A co-worker recommended this organization: Freelancers Union :: Platform for an Independent Workforce - Pages from Freelancers Union. I'm still investigating. Since many in our industry do not have full-time, gainful employment that includes benefits and retirement, I thought perhaps others might find the site useful.

Even if one does not require or wish to purchase the various insurances, look into their political action pages.



This listing is for informational purposes only, and does not imply recommendation or endorsement by ControlBooth. Actual mileage may vary. Kids, get your parents' permission before calling.


----------



## ruinexplorer (Jun 19, 2010)

I don't know if this will help, but I did find this article. They seem to think that it might be ok as long as you live in New York. However, this starts to scream of an organization that I almost fell into a few years back called National Association of Self Employed (NASE) but then found many lawsuits against them as well as prominantly listed in scam reports. While these may offer good deals for some people, they are in the business of making money and will probably make your life difficult when you need their services the most.

While there are no Better Business Bureau complaints against the company (then again they have a B rating while NASE has an A rating evn though they had lawsuits filed against them and a few BBB complaints), I would seriously continue to check them out before investing any money in them. They have registered as a Political Action Comittee (they aren't actually a union but an insurance provider known as Working Today) and may have done some good for workers in the New York area, but I really wonder how effective they are outside of the state.
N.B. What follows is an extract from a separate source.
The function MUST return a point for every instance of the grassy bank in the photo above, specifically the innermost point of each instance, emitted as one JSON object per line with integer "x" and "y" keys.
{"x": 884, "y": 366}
Derek, please keep us informed with anything you find. As a former freelancer, I know how difficult it can be to find quality, affordable insurance, especially if someone in your family has a pre-existing condition.


----------



## museav (Jun 19, 2010)

I don't know about this particular group but over the years I've run into several groups that claimed to be advocates for independents, self employed or small businesses but who really were advocates for themselves and their profit. I've also experienced professional industry trade groups promoting their insurance policies only to find that it was limited to companies that would have multiple employees signing up.
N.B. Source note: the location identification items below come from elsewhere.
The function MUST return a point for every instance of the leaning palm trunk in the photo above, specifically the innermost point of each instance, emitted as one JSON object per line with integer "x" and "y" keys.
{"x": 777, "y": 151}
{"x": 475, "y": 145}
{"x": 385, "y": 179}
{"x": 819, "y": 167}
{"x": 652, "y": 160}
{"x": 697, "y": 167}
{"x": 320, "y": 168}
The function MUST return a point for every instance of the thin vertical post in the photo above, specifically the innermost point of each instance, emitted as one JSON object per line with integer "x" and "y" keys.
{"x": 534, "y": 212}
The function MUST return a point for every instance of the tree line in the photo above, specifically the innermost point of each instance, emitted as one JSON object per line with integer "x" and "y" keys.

The best approach for me has been to be married to someone working for a larger company that has good benefits.


----------



## Footer (Jun 20, 2010)

Another option is joining the chamber of commerce. The theatre I work for has 3 paid employees and all of our benefits are through the chamber. Rates are much better then getting insurance on your own. 

sent from my HTC Incredible


----------



## museav (Jun 20, 2010)

But be careful, several of the groups I noted that claimed to be small business advocates but that turned out to either be selling insurance or special interest activist groups were ones I was introduced to through the county Chamber of Commerce, in fact the Chamber offered so little for truly small companies or sole proprietorships that I let my membership lapse.


----------